3. Surveillance et détection
Surveiller les événements suivants dans vos logs :
- Processus MSBuild.exe lancé par un utilisateur standard.
- Création de fichiers .url dans
%AppData%\Microsoft\Windows\Start Menu\Programs\Startup. - Trafic BITS (Background Intelligent Transfer Service) anormal.
- Modifications du pare-feu Windows ou des exclusions Defender.
4. Mises à jour et patchs
Bien que ClickFix soit une attaque par ingénierie sociale, maintenir Windows à jour reste vital. Les versions récentes de Windows 11 (24H2) intègrent des mécanismes de sécurité renforcés contre l’injection mémoire.
L’évolution des attaques par ingénierie sociale en 2025
ClickFix marque un tournant. Après des années d’automatisation, les cybercriminels reviennent à l’attaque manuelle ciblée.
De la massification à la précision
Les campagnes de phishing de masse (spray and pray) laissent place à des attaques “spear phishing” où l’attaquant étudie sa cible (hôtel spécifique).
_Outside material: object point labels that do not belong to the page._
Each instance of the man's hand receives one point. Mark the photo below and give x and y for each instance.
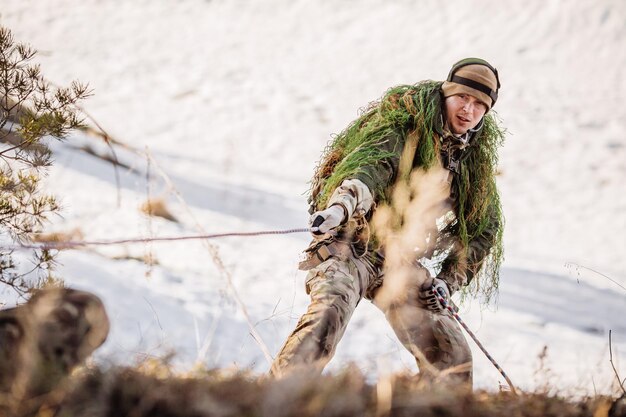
(322, 222)
(430, 299)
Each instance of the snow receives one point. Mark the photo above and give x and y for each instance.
(234, 102)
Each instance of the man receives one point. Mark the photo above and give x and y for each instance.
(409, 183)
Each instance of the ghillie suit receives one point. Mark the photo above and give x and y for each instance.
(405, 131)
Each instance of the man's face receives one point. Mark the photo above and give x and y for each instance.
(464, 112)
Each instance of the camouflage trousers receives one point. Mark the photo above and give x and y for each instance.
(336, 287)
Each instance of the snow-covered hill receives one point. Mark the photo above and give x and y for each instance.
(233, 102)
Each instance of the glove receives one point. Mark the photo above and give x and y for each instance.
(428, 298)
(322, 222)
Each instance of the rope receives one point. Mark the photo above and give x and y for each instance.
(462, 323)
(78, 244)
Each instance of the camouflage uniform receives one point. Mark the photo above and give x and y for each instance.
(354, 270)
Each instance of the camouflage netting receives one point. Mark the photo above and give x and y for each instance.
(414, 113)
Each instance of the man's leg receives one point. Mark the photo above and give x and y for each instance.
(335, 287)
(435, 339)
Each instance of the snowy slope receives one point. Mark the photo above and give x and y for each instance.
(234, 102)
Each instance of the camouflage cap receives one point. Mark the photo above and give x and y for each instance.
(475, 77)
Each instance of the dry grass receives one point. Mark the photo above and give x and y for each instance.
(148, 391)
(157, 207)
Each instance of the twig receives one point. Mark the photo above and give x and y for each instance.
(599, 273)
(619, 381)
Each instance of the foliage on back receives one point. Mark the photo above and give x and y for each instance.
(31, 112)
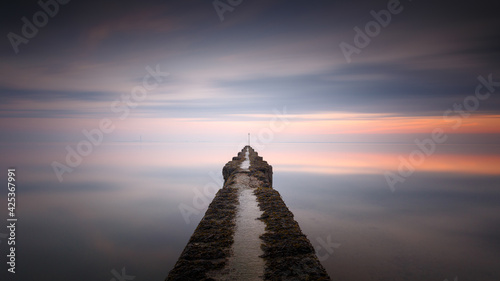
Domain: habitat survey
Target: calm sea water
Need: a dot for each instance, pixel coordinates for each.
(119, 211)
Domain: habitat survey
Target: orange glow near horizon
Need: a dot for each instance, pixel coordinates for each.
(339, 162)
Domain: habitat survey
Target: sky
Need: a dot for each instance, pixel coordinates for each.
(217, 70)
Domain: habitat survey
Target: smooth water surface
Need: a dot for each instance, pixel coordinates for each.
(134, 206)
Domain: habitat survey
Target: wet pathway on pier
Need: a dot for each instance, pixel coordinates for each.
(245, 263)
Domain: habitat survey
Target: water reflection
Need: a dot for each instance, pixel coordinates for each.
(120, 208)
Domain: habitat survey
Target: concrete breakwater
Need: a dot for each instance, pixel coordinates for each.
(248, 233)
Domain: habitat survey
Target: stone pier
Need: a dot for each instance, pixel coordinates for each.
(248, 233)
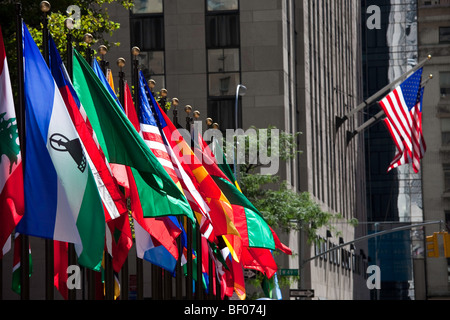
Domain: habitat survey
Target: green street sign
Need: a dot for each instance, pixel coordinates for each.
(288, 272)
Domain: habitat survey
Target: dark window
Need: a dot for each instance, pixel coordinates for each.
(444, 35)
(444, 83)
(223, 112)
(216, 5)
(446, 167)
(222, 30)
(147, 6)
(147, 32)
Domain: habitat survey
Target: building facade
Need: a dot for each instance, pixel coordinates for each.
(394, 198)
(300, 62)
(434, 39)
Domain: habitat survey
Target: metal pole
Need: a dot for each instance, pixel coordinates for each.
(24, 274)
(376, 117)
(178, 283)
(49, 247)
(199, 286)
(368, 101)
(72, 257)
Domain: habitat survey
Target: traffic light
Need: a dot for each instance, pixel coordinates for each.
(446, 244)
(432, 246)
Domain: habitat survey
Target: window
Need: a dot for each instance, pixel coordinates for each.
(444, 35)
(222, 30)
(445, 131)
(444, 83)
(216, 5)
(147, 33)
(446, 167)
(223, 61)
(147, 6)
(223, 112)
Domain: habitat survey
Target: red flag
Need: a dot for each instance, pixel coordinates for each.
(60, 265)
(12, 205)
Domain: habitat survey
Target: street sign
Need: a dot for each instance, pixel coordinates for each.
(288, 272)
(302, 293)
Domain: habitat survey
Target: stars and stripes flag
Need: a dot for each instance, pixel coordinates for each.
(12, 205)
(403, 109)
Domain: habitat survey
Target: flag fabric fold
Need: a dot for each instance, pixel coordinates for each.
(206, 197)
(11, 171)
(123, 145)
(403, 109)
(113, 200)
(61, 197)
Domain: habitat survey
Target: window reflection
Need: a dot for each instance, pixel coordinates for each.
(147, 6)
(214, 5)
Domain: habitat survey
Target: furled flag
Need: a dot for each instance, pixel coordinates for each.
(60, 265)
(403, 109)
(157, 141)
(254, 230)
(11, 174)
(61, 197)
(17, 265)
(220, 214)
(113, 200)
(155, 237)
(122, 144)
(118, 234)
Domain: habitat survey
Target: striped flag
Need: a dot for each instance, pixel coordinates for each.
(203, 195)
(403, 109)
(61, 195)
(15, 285)
(113, 200)
(11, 174)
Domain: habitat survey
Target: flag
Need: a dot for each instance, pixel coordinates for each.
(123, 145)
(403, 109)
(11, 172)
(252, 227)
(194, 176)
(61, 197)
(15, 285)
(113, 200)
(60, 265)
(155, 237)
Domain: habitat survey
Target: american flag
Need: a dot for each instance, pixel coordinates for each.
(403, 109)
(155, 138)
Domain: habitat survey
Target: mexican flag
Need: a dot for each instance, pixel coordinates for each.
(11, 175)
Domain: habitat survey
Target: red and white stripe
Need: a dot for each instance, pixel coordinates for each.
(405, 154)
(12, 204)
(165, 155)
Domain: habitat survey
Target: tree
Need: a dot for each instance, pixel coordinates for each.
(90, 16)
(281, 206)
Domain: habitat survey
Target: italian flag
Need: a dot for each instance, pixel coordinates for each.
(11, 175)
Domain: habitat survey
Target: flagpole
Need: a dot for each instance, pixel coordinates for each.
(109, 273)
(178, 283)
(375, 118)
(72, 257)
(24, 274)
(371, 99)
(189, 227)
(49, 247)
(139, 262)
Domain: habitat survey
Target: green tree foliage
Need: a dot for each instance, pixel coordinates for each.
(282, 207)
(93, 18)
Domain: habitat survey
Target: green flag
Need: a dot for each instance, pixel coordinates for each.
(121, 143)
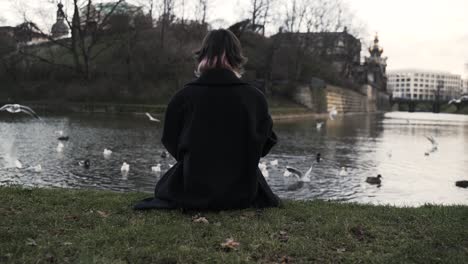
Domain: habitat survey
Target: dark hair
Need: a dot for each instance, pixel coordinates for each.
(220, 49)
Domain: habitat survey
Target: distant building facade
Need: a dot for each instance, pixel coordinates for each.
(465, 86)
(413, 84)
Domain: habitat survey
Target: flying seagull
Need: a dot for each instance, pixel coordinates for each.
(16, 108)
(319, 125)
(152, 118)
(333, 112)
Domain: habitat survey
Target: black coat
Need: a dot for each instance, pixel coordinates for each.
(217, 128)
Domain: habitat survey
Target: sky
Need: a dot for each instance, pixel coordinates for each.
(422, 34)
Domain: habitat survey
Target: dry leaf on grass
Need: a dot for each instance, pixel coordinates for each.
(200, 219)
(31, 242)
(103, 214)
(230, 244)
(283, 236)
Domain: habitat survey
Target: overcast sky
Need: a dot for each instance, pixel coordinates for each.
(424, 34)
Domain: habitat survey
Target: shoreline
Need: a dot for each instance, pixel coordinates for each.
(71, 226)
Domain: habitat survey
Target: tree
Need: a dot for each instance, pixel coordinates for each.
(88, 27)
(259, 12)
(166, 18)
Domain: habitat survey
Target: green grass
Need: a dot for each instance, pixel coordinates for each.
(82, 226)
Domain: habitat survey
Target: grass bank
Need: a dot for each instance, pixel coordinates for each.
(82, 226)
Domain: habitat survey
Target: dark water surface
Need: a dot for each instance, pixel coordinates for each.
(392, 145)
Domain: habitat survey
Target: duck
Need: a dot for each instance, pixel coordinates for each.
(462, 184)
(107, 152)
(319, 125)
(333, 113)
(84, 163)
(344, 171)
(374, 180)
(37, 168)
(125, 167)
(156, 168)
(303, 177)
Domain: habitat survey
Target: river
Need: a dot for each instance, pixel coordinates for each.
(392, 144)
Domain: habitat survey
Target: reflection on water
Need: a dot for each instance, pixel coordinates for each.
(392, 145)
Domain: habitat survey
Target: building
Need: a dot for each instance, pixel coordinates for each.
(339, 52)
(60, 29)
(465, 86)
(413, 84)
(104, 14)
(374, 70)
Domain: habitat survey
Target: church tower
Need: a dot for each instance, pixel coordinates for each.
(376, 66)
(60, 29)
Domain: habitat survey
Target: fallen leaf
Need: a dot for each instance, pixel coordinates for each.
(340, 250)
(31, 242)
(200, 219)
(230, 244)
(283, 236)
(285, 260)
(102, 214)
(71, 218)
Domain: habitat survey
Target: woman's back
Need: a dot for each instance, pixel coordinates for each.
(217, 128)
(226, 126)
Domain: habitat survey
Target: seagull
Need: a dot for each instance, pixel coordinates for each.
(18, 164)
(84, 163)
(37, 168)
(302, 177)
(333, 113)
(318, 157)
(152, 118)
(156, 168)
(63, 138)
(107, 152)
(60, 147)
(125, 167)
(374, 180)
(16, 108)
(319, 125)
(432, 140)
(263, 168)
(344, 171)
(434, 145)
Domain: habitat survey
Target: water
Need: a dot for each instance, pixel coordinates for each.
(392, 145)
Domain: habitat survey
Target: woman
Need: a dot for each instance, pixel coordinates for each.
(217, 128)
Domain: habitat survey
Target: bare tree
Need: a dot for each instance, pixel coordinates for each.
(259, 12)
(166, 18)
(87, 30)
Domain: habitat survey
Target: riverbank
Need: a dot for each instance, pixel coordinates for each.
(70, 226)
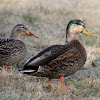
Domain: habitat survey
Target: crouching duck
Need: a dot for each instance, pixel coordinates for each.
(13, 50)
(59, 61)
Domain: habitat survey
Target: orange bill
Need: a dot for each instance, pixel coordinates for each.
(31, 34)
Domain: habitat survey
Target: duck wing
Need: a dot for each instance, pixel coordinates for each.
(46, 56)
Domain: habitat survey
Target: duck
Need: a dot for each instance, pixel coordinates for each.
(59, 61)
(13, 49)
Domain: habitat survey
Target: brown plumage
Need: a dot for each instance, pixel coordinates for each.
(59, 61)
(13, 50)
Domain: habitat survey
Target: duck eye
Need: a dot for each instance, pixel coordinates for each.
(78, 23)
(24, 28)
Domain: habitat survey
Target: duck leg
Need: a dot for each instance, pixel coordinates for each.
(62, 80)
(50, 81)
(5, 66)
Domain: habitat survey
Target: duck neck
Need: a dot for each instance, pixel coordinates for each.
(15, 35)
(70, 37)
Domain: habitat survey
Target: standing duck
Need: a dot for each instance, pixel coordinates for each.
(13, 50)
(59, 61)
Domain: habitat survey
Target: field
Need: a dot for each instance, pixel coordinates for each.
(48, 20)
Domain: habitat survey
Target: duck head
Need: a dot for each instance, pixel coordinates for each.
(75, 27)
(20, 30)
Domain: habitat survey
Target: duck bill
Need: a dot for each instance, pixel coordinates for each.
(88, 33)
(31, 34)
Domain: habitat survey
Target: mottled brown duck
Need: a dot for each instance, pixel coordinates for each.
(13, 50)
(59, 61)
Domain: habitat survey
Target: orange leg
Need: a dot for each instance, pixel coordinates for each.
(5, 66)
(62, 81)
(50, 81)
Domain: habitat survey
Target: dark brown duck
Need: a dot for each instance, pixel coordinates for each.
(59, 61)
(13, 50)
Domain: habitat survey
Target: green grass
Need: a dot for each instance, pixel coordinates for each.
(48, 20)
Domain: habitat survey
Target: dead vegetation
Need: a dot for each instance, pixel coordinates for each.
(48, 19)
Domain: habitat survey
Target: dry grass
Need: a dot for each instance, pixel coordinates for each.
(48, 19)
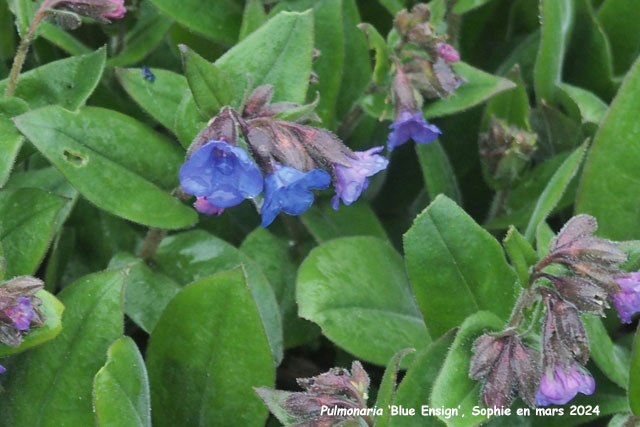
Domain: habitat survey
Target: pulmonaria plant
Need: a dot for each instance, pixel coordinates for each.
(328, 399)
(422, 62)
(286, 158)
(19, 310)
(593, 275)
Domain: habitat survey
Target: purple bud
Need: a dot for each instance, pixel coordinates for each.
(118, 12)
(21, 314)
(222, 173)
(448, 52)
(202, 205)
(289, 190)
(627, 301)
(561, 385)
(352, 181)
(408, 126)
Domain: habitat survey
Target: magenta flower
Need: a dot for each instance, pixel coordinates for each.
(408, 126)
(202, 205)
(563, 385)
(21, 314)
(118, 11)
(448, 52)
(352, 181)
(627, 301)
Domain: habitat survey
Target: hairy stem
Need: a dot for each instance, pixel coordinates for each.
(23, 47)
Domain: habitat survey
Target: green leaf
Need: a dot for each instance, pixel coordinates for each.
(464, 6)
(10, 139)
(280, 53)
(612, 359)
(356, 290)
(453, 388)
(511, 105)
(27, 220)
(324, 223)
(619, 19)
(478, 87)
(211, 87)
(378, 44)
(51, 385)
(206, 352)
(634, 376)
(521, 254)
(252, 18)
(188, 121)
(218, 20)
(192, 255)
(121, 388)
(447, 254)
(161, 99)
(554, 190)
(144, 37)
(387, 389)
(415, 388)
(147, 293)
(557, 20)
(589, 61)
(112, 168)
(52, 309)
(611, 167)
(67, 82)
(275, 257)
(592, 108)
(437, 171)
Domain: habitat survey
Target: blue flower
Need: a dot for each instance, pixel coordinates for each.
(352, 181)
(561, 385)
(411, 126)
(289, 190)
(21, 314)
(221, 172)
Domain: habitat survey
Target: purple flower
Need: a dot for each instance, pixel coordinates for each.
(563, 386)
(221, 172)
(448, 52)
(289, 190)
(627, 301)
(411, 126)
(21, 314)
(352, 181)
(202, 205)
(118, 10)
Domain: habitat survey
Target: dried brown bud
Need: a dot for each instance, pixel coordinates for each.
(259, 98)
(221, 128)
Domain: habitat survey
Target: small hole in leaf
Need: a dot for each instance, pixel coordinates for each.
(76, 159)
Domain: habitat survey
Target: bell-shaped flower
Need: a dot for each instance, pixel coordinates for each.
(289, 190)
(352, 181)
(560, 385)
(408, 126)
(223, 173)
(627, 301)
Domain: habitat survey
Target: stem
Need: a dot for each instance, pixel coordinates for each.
(151, 243)
(23, 47)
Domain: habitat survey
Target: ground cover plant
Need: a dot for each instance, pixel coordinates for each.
(319, 213)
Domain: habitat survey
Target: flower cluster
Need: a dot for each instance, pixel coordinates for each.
(594, 276)
(19, 310)
(422, 61)
(288, 161)
(344, 393)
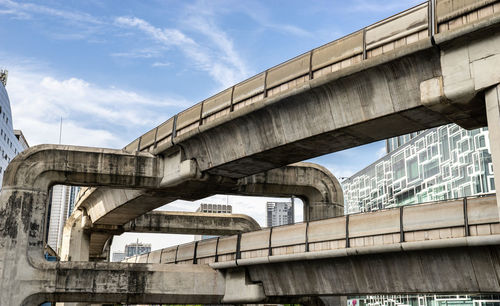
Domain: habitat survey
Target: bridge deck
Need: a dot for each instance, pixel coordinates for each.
(437, 224)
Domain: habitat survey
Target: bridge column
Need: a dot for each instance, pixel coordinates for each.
(492, 98)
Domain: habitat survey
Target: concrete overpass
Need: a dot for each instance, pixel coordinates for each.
(80, 236)
(425, 67)
(107, 210)
(441, 248)
(422, 68)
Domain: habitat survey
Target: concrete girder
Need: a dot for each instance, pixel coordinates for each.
(375, 99)
(191, 223)
(464, 270)
(27, 279)
(314, 184)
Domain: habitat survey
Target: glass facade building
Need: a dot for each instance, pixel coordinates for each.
(280, 213)
(436, 164)
(10, 145)
(61, 204)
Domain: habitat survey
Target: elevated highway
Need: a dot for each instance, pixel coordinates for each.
(441, 247)
(108, 211)
(425, 67)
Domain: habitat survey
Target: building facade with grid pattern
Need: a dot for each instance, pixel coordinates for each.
(437, 164)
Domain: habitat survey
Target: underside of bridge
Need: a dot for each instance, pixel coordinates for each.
(441, 78)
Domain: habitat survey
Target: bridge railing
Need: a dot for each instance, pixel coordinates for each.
(477, 216)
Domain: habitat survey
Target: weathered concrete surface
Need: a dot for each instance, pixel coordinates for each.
(372, 100)
(195, 223)
(453, 270)
(27, 279)
(493, 112)
(315, 185)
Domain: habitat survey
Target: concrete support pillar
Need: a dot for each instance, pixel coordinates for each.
(76, 240)
(492, 98)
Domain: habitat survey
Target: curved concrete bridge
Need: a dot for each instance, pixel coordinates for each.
(422, 68)
(425, 67)
(108, 210)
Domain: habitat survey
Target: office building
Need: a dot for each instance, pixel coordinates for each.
(437, 164)
(213, 209)
(61, 204)
(10, 145)
(280, 213)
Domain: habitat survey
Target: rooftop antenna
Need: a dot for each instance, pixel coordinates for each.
(60, 131)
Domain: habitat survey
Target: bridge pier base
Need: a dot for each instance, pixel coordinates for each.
(492, 99)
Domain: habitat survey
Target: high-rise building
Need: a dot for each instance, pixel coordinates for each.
(61, 204)
(10, 145)
(437, 164)
(213, 209)
(280, 213)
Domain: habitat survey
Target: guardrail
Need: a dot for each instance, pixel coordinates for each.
(458, 218)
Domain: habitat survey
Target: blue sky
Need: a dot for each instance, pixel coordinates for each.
(115, 69)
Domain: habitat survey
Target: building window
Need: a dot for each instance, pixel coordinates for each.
(398, 166)
(412, 166)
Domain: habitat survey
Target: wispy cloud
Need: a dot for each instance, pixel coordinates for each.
(226, 69)
(140, 53)
(92, 115)
(161, 64)
(27, 10)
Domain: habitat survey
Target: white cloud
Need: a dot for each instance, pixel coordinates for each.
(161, 64)
(93, 115)
(26, 10)
(218, 58)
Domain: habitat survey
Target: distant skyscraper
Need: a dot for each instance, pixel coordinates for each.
(61, 205)
(213, 209)
(10, 145)
(280, 213)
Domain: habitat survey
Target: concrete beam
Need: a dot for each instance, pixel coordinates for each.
(195, 223)
(315, 185)
(466, 270)
(27, 279)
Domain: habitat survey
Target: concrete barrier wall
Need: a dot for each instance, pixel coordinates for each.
(431, 221)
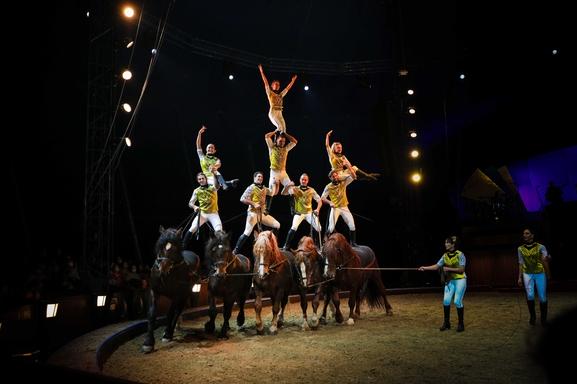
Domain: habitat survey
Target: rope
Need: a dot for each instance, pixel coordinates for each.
(381, 269)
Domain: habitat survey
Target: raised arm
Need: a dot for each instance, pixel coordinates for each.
(264, 79)
(199, 138)
(328, 143)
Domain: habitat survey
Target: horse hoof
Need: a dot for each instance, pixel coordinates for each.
(147, 348)
(209, 327)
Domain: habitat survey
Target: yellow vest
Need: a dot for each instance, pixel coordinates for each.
(451, 260)
(531, 254)
(207, 199)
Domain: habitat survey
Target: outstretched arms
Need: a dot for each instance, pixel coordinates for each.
(199, 138)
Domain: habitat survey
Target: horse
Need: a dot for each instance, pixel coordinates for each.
(347, 265)
(229, 279)
(272, 277)
(173, 274)
(308, 272)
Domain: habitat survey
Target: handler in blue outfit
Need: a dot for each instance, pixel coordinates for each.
(453, 270)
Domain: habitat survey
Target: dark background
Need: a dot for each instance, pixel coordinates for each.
(513, 104)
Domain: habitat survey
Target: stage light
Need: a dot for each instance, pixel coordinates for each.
(100, 300)
(416, 177)
(51, 310)
(128, 12)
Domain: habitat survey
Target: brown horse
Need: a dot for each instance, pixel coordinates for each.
(308, 272)
(351, 269)
(173, 274)
(229, 279)
(273, 277)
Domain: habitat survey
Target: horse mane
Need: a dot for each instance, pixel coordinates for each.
(219, 238)
(169, 235)
(305, 248)
(338, 240)
(267, 240)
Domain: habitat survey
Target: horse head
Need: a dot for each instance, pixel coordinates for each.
(308, 261)
(338, 253)
(218, 253)
(266, 253)
(168, 249)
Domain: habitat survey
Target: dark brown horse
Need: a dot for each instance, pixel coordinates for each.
(308, 272)
(273, 278)
(172, 275)
(229, 279)
(351, 269)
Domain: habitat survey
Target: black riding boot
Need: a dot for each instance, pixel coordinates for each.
(447, 322)
(543, 308)
(533, 316)
(461, 314)
(186, 239)
(239, 244)
(353, 238)
(288, 240)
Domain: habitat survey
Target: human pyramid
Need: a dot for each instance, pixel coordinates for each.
(258, 197)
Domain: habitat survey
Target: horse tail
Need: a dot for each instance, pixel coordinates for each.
(372, 293)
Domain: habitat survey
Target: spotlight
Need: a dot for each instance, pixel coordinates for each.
(416, 177)
(100, 300)
(51, 310)
(128, 12)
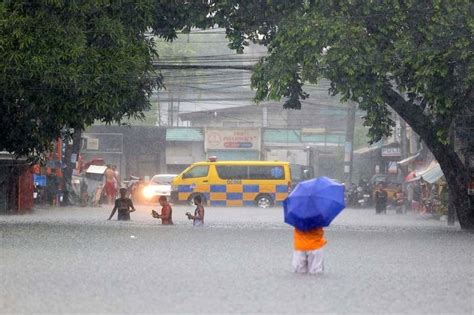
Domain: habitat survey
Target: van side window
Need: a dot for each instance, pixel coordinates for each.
(232, 172)
(266, 172)
(250, 172)
(197, 171)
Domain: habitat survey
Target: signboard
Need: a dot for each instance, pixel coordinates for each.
(232, 139)
(92, 144)
(391, 152)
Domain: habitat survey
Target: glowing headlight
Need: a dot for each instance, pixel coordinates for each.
(148, 192)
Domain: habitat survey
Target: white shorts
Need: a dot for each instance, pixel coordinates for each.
(308, 261)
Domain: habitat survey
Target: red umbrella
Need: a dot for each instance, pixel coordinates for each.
(410, 176)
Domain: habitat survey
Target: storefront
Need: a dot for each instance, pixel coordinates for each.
(233, 144)
(183, 147)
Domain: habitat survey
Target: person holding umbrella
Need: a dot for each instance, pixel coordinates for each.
(310, 207)
(308, 254)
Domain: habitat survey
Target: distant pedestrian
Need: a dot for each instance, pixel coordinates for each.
(124, 206)
(111, 184)
(166, 215)
(381, 198)
(198, 217)
(400, 201)
(308, 251)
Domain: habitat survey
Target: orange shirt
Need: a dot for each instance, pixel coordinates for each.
(309, 240)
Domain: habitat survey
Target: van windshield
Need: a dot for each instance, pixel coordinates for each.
(272, 172)
(197, 171)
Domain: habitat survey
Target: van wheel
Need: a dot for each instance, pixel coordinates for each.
(264, 201)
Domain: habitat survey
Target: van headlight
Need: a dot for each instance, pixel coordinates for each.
(148, 192)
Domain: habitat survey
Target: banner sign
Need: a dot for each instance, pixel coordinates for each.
(232, 139)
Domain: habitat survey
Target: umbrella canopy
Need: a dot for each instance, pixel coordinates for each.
(314, 203)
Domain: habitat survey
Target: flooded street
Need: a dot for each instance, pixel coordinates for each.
(68, 260)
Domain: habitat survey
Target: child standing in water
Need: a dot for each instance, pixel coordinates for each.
(308, 251)
(198, 217)
(124, 206)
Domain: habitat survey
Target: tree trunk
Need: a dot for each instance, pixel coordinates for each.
(455, 172)
(69, 166)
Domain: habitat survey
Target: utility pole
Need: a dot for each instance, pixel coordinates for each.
(349, 144)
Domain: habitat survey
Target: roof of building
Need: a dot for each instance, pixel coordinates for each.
(184, 134)
(296, 136)
(327, 110)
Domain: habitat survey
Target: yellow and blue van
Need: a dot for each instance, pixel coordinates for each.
(234, 183)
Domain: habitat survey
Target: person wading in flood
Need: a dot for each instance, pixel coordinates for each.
(198, 217)
(381, 197)
(166, 215)
(110, 184)
(124, 206)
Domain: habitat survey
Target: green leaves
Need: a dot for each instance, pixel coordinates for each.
(417, 48)
(66, 64)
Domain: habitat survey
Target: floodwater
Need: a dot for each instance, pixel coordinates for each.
(67, 260)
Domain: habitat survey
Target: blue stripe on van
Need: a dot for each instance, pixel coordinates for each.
(185, 188)
(218, 188)
(251, 188)
(234, 196)
(282, 188)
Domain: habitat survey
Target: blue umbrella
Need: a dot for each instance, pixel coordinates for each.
(314, 203)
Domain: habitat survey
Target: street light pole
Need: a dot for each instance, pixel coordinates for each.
(349, 144)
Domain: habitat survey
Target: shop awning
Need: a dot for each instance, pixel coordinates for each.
(408, 160)
(431, 174)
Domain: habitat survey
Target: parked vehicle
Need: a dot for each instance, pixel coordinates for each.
(160, 185)
(234, 183)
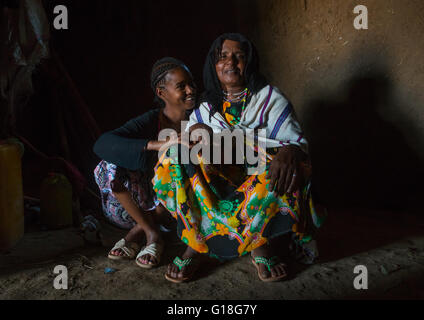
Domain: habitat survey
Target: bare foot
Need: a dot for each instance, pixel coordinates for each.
(276, 271)
(151, 237)
(134, 235)
(186, 272)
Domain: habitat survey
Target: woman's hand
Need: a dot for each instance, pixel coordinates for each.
(200, 126)
(284, 170)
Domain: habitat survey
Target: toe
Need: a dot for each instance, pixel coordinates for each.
(264, 272)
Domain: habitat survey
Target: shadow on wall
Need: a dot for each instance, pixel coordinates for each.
(360, 159)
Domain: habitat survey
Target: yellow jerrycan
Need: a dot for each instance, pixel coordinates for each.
(56, 201)
(11, 195)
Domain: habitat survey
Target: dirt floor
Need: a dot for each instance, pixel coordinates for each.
(391, 246)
Statistique clé : Selon le rapport de référence sur le phishing, le taux de clic augmente de 30 % lorsque l’email est contextuellement pertinent (ex: annulation de réservation pour un hôtel).
L’impact sur la confiance
Cette attaque détruit la confiance non seulement dans le système informatique, mais aussi dans les outils métiers. Un réceptionniste qui se fait “avoir” par un faux Booking.com perdra confiance dans ses propres outils, créant un risque de paralysie ou d’erreur future.
Étapes actionnables pour une réponse d’urgence
Si vous soupçonnez une attaque ClickFix sur un poste de l’hôtel :
- Isoler immédiatement : Déconnectez le poste du réseau (câble Ethernet/Wi-Fi).
- Ne pas éteindre : Conservez la mémoire vive (RAM) pour l’analyse forensique.
- Identifier la commande : Si possible, notez la commande PowerShell exécutée.
- Analyser les logs : Vérifier les processus lancés (
msbuild.exe,powershell.exe). - Réinitialiser les mots de passe : Tous les comptes utilisés ou potentiellement volés sur ce poste.
- Nettoyage : Réinstaller le système à partir d’une image saine (pas de simple suppression de fichiers).
Priorisation des actions
- Urgence immédiate : Isolation du poste compromis.
- Dans l’heure : Analyse du réseau pour propagation (DCRAT peut se propager via SMB).
- Dans la journée : Sensibilisation flash du personnel et audit des emails similaires.
Conclusion : La vigilance humaine comme dernier rempart
ClickFix démontre une fois de plus que la technologie seule ne suffit pas. Face à des écrans factices ultra-réalistes et à des scénarios d’urgence crédibles, l’humain reste la variable critique.
La solution réside dans une culture de sécurité où le personnel hôtelier est outillé pour dire “non” à une demande technique urgente, même si elle semble venir d’un client important. En 2025, savoir ralentir pour vérifier est une compétence de sécurité essentielle.
Pour aller plus loin, équipez vos équipes des outils de gestion des identités (MFA obligatoire) et auditez vos exclusions antivirus. La sécurité ne se résume pas à un écran bleu, qu’il soit vrai ou faux.